R.- Para mi la característica principal de un buen investigador es la pasión o la curiosidad por entender el mundo que nos rodea, y que la búsqueda de la verdad esté por encima de nuestras propias aspiraciones profesionales, pues si eso no es así, podemos acabar publicando verdades distorsionadas. Cuando uno hace su trabajo con autentica pasión y devoción, el resto viene solo, pues los demás reconocen en ti al gran científico que hay, y te acaban ofreciendo una posición y las ayudas necesarias.

P.- ¿Podría describirnos brevemente en que consiste su línea de investigación actual y cuál es su trascendencia? ¿Cómo ve el futuro de esta área científica?

R.- Mi línea de investigación actual se encuentra a medias entre el metabolismo y las neurociencias. Específicamente, me interesa comprender el papel de la proteína CPT1C en el metabolismo cerebral. Lo que hemos descubierto hasta ahora es que esta proteína actúa de sensor de un metabolito muy especial, el malonil-CoA, que es un intermediario del metabolismo de los ácidos grasos y la glucosa. La proteína CPT1C solamente está presente en el cerebro de los mamíferos, y regula funciones específicas de las neuronas, como la plasticidad sináptica o el crecimiento axonal. Así pues, que podemos decir que la disponibilidad de nutrientes, y en especial los niveles de malonil-CoA, a través de CPT1C modulan distintas funciones cerebrales en las especies más evolucionadas.

Alteraciones del metabolismo cerebral, y en concreto de la interrelación entre las neuronas y las distintas células gliales, puede estar en la causa o la evolución de muchas enfermedades neurodegenerativas y mentales. Es un área de estudio con mucho camino que recorrer y será de gran importancia en el tratamiento integral de las enfermedades mentales y neurodegenerativas en un futuro próximo.

P.- ¿Cuál consideraría que ha sido el principal avance científico del siglo XX-XXI?

R.- Para mi uno de los avances claves del siglo XX ha sido la técnica de la PCR. Cuando yo hacía mi tesis doctoral, no existía la PCR y lo genes se tenían que clonar en librerías genómicas y posteriormente amplificar en vectores y secuenciar.
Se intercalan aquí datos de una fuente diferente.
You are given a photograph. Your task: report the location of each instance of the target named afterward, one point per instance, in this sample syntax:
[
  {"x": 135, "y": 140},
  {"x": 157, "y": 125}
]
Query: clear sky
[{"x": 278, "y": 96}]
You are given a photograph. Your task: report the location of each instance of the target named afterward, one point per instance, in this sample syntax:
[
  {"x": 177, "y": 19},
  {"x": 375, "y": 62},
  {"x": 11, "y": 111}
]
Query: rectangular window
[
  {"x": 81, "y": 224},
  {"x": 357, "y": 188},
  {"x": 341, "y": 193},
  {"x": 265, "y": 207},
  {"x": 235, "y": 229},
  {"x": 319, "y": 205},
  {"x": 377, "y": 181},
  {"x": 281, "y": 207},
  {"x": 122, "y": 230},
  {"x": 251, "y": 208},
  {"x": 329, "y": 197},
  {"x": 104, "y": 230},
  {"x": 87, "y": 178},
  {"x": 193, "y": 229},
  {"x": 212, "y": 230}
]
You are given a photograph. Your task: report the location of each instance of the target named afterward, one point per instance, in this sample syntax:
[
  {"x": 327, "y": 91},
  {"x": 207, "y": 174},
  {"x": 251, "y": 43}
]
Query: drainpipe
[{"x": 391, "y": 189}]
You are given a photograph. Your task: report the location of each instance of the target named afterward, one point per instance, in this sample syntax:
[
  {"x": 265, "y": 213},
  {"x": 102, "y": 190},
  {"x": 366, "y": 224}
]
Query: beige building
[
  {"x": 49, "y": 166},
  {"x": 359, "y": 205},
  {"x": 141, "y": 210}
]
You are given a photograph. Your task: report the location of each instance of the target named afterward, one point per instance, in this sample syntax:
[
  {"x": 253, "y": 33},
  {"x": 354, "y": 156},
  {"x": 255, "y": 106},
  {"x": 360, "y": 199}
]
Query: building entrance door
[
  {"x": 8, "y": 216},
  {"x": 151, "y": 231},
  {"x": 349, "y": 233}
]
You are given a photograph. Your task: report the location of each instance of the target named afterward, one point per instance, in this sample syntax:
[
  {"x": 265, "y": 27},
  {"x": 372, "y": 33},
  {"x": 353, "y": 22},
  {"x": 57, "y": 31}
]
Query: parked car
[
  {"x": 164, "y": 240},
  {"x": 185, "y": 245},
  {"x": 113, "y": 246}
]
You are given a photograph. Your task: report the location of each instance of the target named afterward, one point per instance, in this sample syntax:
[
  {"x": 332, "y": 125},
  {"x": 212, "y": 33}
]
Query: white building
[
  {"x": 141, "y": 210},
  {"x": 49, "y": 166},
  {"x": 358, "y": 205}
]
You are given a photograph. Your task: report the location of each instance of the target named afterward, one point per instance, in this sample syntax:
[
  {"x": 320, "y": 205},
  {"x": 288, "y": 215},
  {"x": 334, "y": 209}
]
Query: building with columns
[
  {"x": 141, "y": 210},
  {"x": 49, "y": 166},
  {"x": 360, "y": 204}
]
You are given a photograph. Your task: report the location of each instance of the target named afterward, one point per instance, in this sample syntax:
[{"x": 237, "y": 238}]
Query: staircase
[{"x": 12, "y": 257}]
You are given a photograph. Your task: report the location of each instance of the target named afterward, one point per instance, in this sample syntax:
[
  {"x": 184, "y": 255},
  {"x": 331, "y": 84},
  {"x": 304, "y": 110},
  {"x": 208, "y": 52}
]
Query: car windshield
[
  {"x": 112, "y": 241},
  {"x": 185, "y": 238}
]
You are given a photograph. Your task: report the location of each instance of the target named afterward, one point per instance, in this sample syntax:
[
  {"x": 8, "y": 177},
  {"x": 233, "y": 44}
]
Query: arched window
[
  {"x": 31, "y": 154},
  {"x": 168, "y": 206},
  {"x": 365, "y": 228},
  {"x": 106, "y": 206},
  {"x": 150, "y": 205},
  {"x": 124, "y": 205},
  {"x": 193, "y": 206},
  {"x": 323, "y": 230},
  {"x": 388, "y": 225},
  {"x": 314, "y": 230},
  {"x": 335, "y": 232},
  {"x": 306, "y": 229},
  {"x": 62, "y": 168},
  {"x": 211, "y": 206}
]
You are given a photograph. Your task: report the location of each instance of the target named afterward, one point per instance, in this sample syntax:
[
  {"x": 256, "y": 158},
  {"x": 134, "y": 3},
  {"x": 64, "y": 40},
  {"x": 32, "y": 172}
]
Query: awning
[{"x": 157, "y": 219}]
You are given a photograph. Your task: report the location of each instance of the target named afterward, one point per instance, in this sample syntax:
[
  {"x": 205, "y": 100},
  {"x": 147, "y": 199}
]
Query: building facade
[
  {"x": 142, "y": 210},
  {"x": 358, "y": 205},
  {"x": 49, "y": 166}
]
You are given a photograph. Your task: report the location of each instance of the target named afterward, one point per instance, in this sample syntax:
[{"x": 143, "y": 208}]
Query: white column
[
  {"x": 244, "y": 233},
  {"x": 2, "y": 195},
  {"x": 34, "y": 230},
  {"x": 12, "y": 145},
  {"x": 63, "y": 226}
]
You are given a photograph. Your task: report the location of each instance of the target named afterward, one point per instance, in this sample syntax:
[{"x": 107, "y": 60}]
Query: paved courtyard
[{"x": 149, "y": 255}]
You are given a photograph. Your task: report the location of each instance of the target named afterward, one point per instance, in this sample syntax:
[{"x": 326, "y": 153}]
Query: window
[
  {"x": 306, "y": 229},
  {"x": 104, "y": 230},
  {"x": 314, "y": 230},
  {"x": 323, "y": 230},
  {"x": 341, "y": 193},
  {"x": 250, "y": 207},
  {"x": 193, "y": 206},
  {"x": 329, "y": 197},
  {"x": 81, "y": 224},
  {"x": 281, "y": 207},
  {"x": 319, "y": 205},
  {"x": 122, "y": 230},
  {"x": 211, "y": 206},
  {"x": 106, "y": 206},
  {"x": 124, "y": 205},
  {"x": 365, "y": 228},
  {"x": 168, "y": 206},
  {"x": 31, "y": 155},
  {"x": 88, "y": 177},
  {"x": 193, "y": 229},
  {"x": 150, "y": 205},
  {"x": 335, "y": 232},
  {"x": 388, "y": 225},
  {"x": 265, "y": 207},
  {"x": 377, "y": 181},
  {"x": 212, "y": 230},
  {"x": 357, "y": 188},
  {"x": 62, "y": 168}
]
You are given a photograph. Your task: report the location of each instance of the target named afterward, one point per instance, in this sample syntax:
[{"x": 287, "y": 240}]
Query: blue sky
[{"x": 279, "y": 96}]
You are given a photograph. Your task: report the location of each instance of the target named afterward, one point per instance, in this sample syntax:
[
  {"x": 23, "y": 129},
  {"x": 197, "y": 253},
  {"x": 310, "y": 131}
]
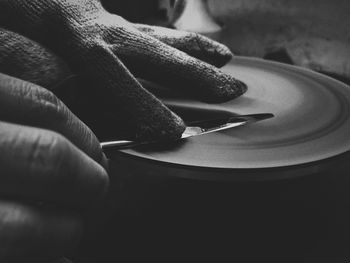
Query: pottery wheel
[{"x": 311, "y": 123}]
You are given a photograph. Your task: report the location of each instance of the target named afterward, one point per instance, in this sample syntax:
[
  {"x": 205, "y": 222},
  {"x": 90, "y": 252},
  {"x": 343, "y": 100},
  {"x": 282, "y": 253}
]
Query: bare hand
[{"x": 51, "y": 171}]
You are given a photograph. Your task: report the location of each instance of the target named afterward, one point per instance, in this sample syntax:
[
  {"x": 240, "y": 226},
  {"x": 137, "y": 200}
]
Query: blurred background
[
  {"x": 311, "y": 33},
  {"x": 299, "y": 220}
]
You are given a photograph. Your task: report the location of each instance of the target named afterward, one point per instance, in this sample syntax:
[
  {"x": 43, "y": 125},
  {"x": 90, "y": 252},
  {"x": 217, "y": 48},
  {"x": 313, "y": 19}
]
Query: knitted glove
[{"x": 92, "y": 41}]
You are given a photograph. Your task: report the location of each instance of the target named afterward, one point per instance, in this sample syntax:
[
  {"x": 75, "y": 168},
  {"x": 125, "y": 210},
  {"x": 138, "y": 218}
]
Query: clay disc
[{"x": 311, "y": 123}]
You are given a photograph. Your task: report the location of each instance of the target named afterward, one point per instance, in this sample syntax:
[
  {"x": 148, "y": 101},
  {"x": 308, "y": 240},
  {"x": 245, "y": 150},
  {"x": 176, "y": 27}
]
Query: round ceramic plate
[{"x": 311, "y": 123}]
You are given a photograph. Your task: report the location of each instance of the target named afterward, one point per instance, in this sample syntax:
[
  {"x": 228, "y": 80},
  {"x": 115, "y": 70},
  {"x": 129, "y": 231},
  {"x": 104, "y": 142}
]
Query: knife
[{"x": 198, "y": 128}]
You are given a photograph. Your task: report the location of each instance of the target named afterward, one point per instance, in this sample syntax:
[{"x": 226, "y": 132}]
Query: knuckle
[
  {"x": 48, "y": 155},
  {"x": 42, "y": 102}
]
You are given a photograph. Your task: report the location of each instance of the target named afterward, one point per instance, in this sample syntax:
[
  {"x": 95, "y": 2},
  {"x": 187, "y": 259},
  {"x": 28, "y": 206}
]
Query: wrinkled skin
[
  {"x": 53, "y": 171},
  {"x": 108, "y": 48}
]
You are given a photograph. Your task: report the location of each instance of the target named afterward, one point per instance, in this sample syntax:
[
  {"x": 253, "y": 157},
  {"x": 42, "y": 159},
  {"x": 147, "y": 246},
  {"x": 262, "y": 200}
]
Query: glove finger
[
  {"x": 144, "y": 114},
  {"x": 43, "y": 166},
  {"x": 151, "y": 59},
  {"x": 191, "y": 43},
  {"x": 32, "y": 234},
  {"x": 26, "y": 103}
]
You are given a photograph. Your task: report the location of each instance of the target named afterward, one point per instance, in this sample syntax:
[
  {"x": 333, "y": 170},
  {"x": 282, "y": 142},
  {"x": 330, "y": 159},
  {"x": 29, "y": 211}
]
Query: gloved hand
[
  {"x": 94, "y": 42},
  {"x": 51, "y": 174}
]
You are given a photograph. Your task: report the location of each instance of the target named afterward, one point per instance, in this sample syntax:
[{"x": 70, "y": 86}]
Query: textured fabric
[{"x": 94, "y": 42}]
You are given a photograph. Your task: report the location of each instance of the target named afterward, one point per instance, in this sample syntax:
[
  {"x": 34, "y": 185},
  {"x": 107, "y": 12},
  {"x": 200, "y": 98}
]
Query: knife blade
[{"x": 200, "y": 128}]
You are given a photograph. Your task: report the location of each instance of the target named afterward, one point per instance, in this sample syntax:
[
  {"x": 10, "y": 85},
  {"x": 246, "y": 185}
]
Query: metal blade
[
  {"x": 201, "y": 128},
  {"x": 231, "y": 122}
]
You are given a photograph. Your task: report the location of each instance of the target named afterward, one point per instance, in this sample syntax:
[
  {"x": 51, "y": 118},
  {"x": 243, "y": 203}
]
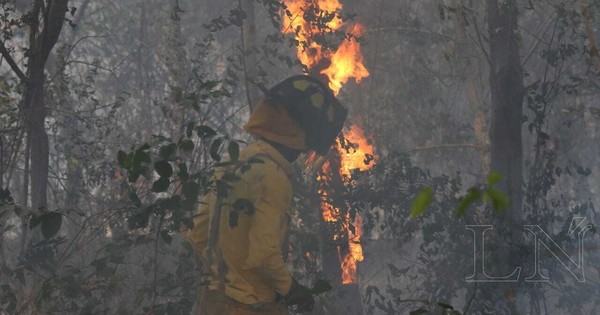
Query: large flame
[
  {"x": 346, "y": 61},
  {"x": 359, "y": 155}
]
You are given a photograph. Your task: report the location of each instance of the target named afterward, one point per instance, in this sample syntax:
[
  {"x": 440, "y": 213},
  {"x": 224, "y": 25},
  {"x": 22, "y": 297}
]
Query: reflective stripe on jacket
[{"x": 252, "y": 249}]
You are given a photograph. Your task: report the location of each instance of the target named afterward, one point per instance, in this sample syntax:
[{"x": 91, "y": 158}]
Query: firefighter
[{"x": 247, "y": 271}]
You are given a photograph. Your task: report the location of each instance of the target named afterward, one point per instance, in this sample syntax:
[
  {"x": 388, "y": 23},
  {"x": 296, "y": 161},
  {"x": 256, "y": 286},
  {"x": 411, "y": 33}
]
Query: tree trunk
[
  {"x": 468, "y": 76},
  {"x": 32, "y": 105},
  {"x": 248, "y": 54},
  {"x": 507, "y": 92}
]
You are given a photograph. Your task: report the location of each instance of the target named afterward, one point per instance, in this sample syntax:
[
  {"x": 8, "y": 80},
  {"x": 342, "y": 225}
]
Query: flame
[
  {"x": 360, "y": 156},
  {"x": 346, "y": 61},
  {"x": 296, "y": 20}
]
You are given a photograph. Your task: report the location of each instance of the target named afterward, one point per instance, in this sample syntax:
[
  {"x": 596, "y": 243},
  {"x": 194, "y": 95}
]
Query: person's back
[{"x": 247, "y": 273}]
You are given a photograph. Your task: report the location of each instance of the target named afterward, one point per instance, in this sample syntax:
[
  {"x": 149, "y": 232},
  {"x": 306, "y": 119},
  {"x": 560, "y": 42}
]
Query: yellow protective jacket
[{"x": 252, "y": 249}]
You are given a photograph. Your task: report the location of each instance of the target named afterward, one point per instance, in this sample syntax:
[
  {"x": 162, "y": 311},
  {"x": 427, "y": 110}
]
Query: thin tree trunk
[
  {"x": 32, "y": 106},
  {"x": 248, "y": 55},
  {"x": 507, "y": 92},
  {"x": 468, "y": 76}
]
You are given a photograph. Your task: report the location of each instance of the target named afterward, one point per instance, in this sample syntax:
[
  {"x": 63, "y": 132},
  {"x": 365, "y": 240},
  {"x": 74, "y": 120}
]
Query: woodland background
[{"x": 114, "y": 113}]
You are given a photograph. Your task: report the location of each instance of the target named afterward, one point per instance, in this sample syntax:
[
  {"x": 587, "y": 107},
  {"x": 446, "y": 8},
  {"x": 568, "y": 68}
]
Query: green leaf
[
  {"x": 421, "y": 202},
  {"x": 140, "y": 157},
  {"x": 189, "y": 129},
  {"x": 499, "y": 199},
  {"x": 493, "y": 179},
  {"x": 214, "y": 149},
  {"x": 234, "y": 151},
  {"x": 51, "y": 223},
  {"x": 34, "y": 221},
  {"x": 163, "y": 168},
  {"x": 473, "y": 195},
  {"x": 321, "y": 286},
  {"x": 183, "y": 174},
  {"x": 189, "y": 223},
  {"x": 166, "y": 151},
  {"x": 160, "y": 185}
]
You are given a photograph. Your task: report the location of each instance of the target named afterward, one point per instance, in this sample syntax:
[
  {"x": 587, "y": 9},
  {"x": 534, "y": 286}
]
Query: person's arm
[{"x": 272, "y": 199}]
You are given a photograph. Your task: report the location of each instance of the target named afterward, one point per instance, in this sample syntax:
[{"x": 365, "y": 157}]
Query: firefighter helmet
[{"x": 314, "y": 107}]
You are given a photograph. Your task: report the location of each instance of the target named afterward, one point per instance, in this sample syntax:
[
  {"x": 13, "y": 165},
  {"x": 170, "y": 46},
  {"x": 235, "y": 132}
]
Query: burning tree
[{"x": 341, "y": 229}]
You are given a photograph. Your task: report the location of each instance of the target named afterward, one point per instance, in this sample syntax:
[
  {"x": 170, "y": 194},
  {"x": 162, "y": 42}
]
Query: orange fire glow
[
  {"x": 346, "y": 61},
  {"x": 361, "y": 156}
]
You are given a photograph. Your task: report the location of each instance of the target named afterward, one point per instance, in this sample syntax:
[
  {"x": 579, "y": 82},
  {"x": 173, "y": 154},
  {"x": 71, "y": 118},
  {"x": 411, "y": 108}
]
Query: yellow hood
[{"x": 273, "y": 122}]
El desarrollo de la PCR ha permitido dar un empuje importantísimo en velocidad a la investigación en biología molecular, lo que ha contribuido entre muchas otras cosas, a la secuenciación del genoma humano y su comparativa con otras especies. En estos momentos tenemos claro que genéticamente no somos tan distintos a otras especies, y posiblemente lo que más nos diferencie es nuestra conectoma (red de conexiones neuronales), muchisimo más compleja y extensa que la del resto de animales..

P.- ¿Cuál es su opinión sobre cómo está articulada la carrera científica en España? ¿Qué camino queda por recorrer en Ciencia e Innovción en nuestro país?

R.- En relación a la carrera científica en España, considero que hay una pieza a la que no se le da suficiente relevancia e importancia, y es el investigador senior que no es investigador principal (IP). Para que un grupo trabaje de forma cohesionada y eficiente, y hayan investigadores experimentados en el laboratorio, ayudando a los jóvenes y actuando de reservorios de sabiduría del buen hacer del grupo, es necesario reivindicar la figura del investigador senior no IP. Esta figura tiene que estar suficientemente remunerada y prestigiada para evitar así el fraccionamiento de grupos y favorecer la investigación más competitiva y eficiente.